Imagine you have a man that is neither smart nor dumb, he will simply follow instructions to the letter, this is a computer.

You hand him a stick and tell him: “Break this stick in half, now give me the sticks” he takes the stick, breaks it in half, and gives it back to you. This is an example of a non-recursive function since you give him precise instructions on what to do and a end result.

You hand him a stick and tell him: “Whenever you have a stick, break it in half” he takes the stick, breaks it in half, looks down and sees he now has 2 sticks, which he each breaks in half, then he looks down and sees he now has 4 sticks… This will go on forever until he has a stick so small he can no longer break it in half. Then he comes to you to tell you he couldn’t do his job. This is an example of a recursive function.

Recursion can be an amazing tool to use but is impossible to fully predict in more complex instructions, it is any instruction that will repeat itself until certain conditions are met (or not) you can use it to calculate absurdly large numbers (A good example is Pi) but there is never really a guarantee that it will finish what it was told to do without causing problems (errors)

Recursion just means something that calls itself.

Here’s an example: List all the files in all subfolders of a directory.

Your code outline might look something like this:

Function: parseFolder

Logic: List all files in the folder. Then, for each subfolder of this folder, call parseFolder.

Practically, what this is going to do is list all the files in each folder, go into the subfolders of that folder and list those files, go into the subfolders of *that* folder and list all the folders, etc, until there are no more subfolders to explore.

Depends on the language you are using but most operate the same way.

Functions take up space in the ram to operate so each function has it’s own dedicated space. When you call a function it creates that space for the function to inhabit. When a function calls itself, it creates another space in the ram for the this function to inhabit. This continues until (hopefully) a base case returns (where the space is unreserved and can be used for more stuff). Otherwise it’ll keep on creating new space on the ram for functions until you quite literally run out, although modern cpus will just kill the program before that happens.
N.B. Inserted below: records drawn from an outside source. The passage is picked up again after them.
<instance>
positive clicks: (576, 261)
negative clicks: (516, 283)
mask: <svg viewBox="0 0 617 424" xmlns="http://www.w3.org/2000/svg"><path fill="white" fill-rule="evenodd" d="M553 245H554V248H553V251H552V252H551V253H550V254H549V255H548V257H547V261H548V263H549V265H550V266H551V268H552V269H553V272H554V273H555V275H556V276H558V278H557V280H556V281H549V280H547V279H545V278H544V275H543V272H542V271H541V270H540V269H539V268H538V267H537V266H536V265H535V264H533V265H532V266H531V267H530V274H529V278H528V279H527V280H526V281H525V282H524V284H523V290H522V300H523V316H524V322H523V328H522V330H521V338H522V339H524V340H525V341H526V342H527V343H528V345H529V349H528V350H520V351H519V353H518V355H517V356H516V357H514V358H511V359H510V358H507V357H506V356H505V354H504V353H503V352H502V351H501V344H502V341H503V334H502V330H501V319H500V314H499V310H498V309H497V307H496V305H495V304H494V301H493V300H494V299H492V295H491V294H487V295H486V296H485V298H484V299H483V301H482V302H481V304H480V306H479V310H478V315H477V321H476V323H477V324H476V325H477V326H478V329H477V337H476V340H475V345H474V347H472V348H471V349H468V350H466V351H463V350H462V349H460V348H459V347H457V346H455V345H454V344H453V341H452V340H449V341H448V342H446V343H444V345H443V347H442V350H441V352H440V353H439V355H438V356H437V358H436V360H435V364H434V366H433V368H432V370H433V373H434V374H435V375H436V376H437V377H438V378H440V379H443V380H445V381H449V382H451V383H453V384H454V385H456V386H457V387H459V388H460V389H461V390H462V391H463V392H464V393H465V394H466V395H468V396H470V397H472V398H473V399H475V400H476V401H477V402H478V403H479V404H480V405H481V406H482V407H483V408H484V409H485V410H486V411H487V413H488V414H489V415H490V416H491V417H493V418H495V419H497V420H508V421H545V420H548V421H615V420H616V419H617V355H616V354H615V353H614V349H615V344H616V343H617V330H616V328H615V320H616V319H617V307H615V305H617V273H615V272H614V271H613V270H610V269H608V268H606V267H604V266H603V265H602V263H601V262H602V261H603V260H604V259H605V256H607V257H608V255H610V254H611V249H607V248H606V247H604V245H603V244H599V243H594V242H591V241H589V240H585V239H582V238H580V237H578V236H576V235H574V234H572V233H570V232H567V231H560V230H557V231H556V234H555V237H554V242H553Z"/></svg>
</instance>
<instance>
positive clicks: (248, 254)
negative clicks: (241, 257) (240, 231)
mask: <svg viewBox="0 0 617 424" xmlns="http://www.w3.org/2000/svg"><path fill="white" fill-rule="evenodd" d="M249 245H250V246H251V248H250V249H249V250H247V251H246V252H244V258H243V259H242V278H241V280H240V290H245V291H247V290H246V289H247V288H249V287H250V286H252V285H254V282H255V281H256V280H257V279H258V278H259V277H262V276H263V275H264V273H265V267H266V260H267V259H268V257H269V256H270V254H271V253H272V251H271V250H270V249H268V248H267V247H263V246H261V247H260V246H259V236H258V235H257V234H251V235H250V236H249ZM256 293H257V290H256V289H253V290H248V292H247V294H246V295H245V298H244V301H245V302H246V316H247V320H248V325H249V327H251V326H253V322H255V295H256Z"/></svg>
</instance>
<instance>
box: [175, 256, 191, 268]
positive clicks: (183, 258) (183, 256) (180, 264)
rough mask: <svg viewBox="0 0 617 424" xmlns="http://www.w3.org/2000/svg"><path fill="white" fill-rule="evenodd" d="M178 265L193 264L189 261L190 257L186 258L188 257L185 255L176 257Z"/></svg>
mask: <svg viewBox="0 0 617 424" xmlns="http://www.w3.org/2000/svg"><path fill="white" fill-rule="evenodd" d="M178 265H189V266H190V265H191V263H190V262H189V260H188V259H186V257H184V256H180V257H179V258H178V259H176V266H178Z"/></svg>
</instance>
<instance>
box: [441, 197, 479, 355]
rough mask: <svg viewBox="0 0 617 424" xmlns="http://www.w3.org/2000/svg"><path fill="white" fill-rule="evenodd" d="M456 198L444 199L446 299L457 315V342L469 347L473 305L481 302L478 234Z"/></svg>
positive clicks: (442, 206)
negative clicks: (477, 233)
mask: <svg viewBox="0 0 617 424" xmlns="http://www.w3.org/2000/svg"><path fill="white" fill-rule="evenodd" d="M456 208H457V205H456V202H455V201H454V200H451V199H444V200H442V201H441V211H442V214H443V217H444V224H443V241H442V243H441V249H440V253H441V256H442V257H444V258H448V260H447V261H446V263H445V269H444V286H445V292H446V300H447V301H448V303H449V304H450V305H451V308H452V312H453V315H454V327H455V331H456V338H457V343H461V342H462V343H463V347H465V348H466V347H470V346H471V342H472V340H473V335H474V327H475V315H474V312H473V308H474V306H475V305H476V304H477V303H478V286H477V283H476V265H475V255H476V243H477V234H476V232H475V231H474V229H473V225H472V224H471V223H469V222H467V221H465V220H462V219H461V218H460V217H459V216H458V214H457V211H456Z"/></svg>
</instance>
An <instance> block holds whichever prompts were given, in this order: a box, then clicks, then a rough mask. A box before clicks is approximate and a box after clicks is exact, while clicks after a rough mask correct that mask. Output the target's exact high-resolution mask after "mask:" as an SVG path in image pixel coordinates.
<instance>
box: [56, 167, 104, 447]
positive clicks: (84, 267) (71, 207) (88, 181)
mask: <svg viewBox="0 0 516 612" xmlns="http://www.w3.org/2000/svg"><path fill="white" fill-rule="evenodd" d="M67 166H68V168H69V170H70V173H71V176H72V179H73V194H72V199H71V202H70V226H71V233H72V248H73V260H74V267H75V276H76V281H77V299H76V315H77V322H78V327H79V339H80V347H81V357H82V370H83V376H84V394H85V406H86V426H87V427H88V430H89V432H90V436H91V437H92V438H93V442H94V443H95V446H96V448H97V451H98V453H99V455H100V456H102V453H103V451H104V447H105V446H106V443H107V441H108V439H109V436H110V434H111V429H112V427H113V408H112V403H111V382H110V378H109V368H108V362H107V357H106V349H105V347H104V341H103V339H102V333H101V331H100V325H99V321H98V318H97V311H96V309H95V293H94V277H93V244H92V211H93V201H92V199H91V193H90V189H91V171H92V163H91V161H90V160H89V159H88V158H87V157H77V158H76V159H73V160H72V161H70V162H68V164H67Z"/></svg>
This explanation is of course wildly oversimplified but the concept is like that.

Recursion works for computer science classes, as a way of misleading dev students about what actually goes on in software development.

In industry I’m not sure if I’ve ever seen a recursive function written by anyone other than a total beginner.

Recursion makes debugging extremely difficult and problems which are suitable for recursion can often be solved by having two functions and a couple of variables about state. One function manages the state variable and the other function actually does processing and the managing function has a loop that updates the state variables and keeps calling the processing function until the state variables represent a success state.

There is another use for recursion in industry which is when a tech company wants to know how good you are at writing unreadable, untestable, confusing “genius code”, they’ll give you some recursion problem to try it with.